Evolution of Drosophila mitochondrial DNAs. Comparison of denaturation maps.

In an approach to the functional anatomy of the mitochondrial genome and its evolution, we have compared buoyant densities, contour lengths, and denaturation maps in circular mitochondrial DNAs of the genus Drosophila. Mitochondrial DNAs from three representatives of the subgenus Drosophila (D. virilis, D. hydei, D. funebris) are similar in size (approx. 5 mum or 1 - 10(7) daltons) and buoyant density (approx. 1.685 g/ml), while in two members of the subgenus Sophophora (D. melanogaster, D. simulans), mitochondrial DNAs are longer (approx. 6 mum or 12.4 - 10(6) daltons) and have a lower buoyant density (approx. 1.681 g/ml). The latter mitochondrial DNAs also share one distinctly large early melting region, which in D. melanogaster is equivalent to 1.54 mum of native DNA. The corresponding (A + T)-rich region in D. virilis or D. hydei mitochondrial DNA is 1 mum shorter. Except for this region, denaturation maps of D. melanogaster and D. virilis mitochondrial DNAs are indistinguishable.
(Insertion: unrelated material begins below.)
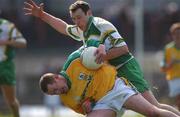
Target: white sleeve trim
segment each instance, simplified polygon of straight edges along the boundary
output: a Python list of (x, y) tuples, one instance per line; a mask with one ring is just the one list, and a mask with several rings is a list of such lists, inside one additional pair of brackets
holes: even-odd
[(115, 45), (115, 47), (122, 47), (122, 46), (126, 46), (126, 45), (127, 45), (126, 42), (122, 42), (122, 43), (120, 43), (118, 45)]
The addition or deletion of a single block of (A + T)-rich sequences can fully account for the differences in buoyant density and size between the mitochondrial DNAs we have examined. In an appendix, we show that there is an equivalent discrepancy between the extent of strand separation determined by electron by electron microscopy and the actual extent of DNA denaturation, whether this is determined from absorbance changes or inferred from the reduction in contour lengths of individual circular molecules. The reduction in contour length appears to result exclusively from the uniform foreshortening of single-stranded DNA, not only in regions of visible strand separation but also in denatured regions hidden within putatively native segments of molecules. For molecules showing 15--45% strand separation, we estimate that putatively native segments are approximately 50% denatured.